Report and repair faulty hosts with TPUs in All Capacity mode

If you notice issues on a All Capacity mode VM that you can't resolve otherwise, for example, consistently high ICI latency metrics or consistently high temperature compared to peers, we recommend that you report its host as faulty. When you report a host as faulty, Compute Engine marks the host as faulty and automatically repairs the VM by running host maintenance. With All Capacity mode, TPU VMs aren't migrated to another host during the repair. Instead, they will be restarted on the same host if there is sufficient capacity. You can only report a faulty host that has running VM(s).

Use the report-host-as-faulty command to report a faulty host using the --fault-behavior parameter to provide additional information about the problem.

gcloud compute instance report-host-as-faulty example-tpu-vm  --fault-behavior \ # required  --description="silent data corruption affecting our ML job…"  [--disruption_policy=FUTURE | IMMEDIATE]

You can pass one of the following values for --fault-behavior:

PERFORMANCE: use this to report performance degradation on an instance
SILENT_DATA_CORRUPTION: use this to report any suspected silent data corruption on an instance
CHIP_ERROR: use this to report any TPU errors or faults where the accelerator becomes unresponsive
BEHAVIOR_UNSPECIFIED: use this to report an issue that does not if in the other three behavior groups.

The report faulty host operation usually takes 10-12 minutes to complete.
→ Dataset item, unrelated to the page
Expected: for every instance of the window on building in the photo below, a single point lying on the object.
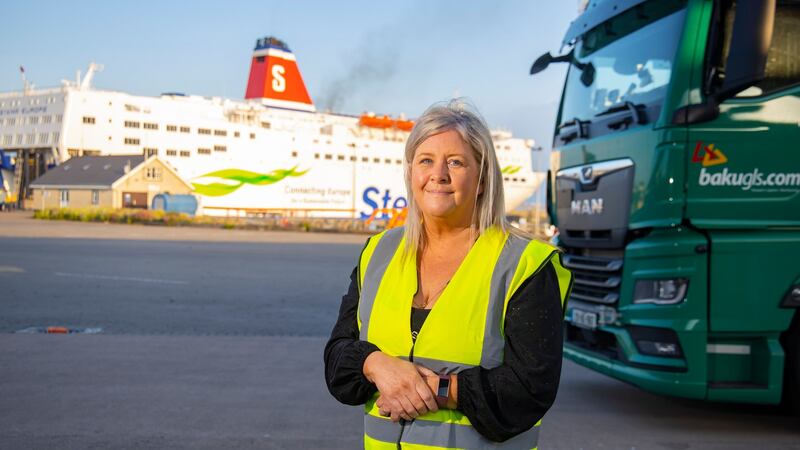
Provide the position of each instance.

Once the report operation completes, host repair starts within a minute if the disruption policy is set to immediate. If the disruption policy is set to future, no repair action is taken immediately; instead, Compute Engine schedules a repair if any fault is detected in the future. Once the repair is initiated, the VM will be powered off. The VM may stay in the pending state' until the host is repaired. Repairing the faulty host can take 3-14 days or longer. In TPU All Capacity Mode, TPU VMs aren't migrated to another host during the repair. Instead, they will be restarted on the same host if there is sufficient capacity.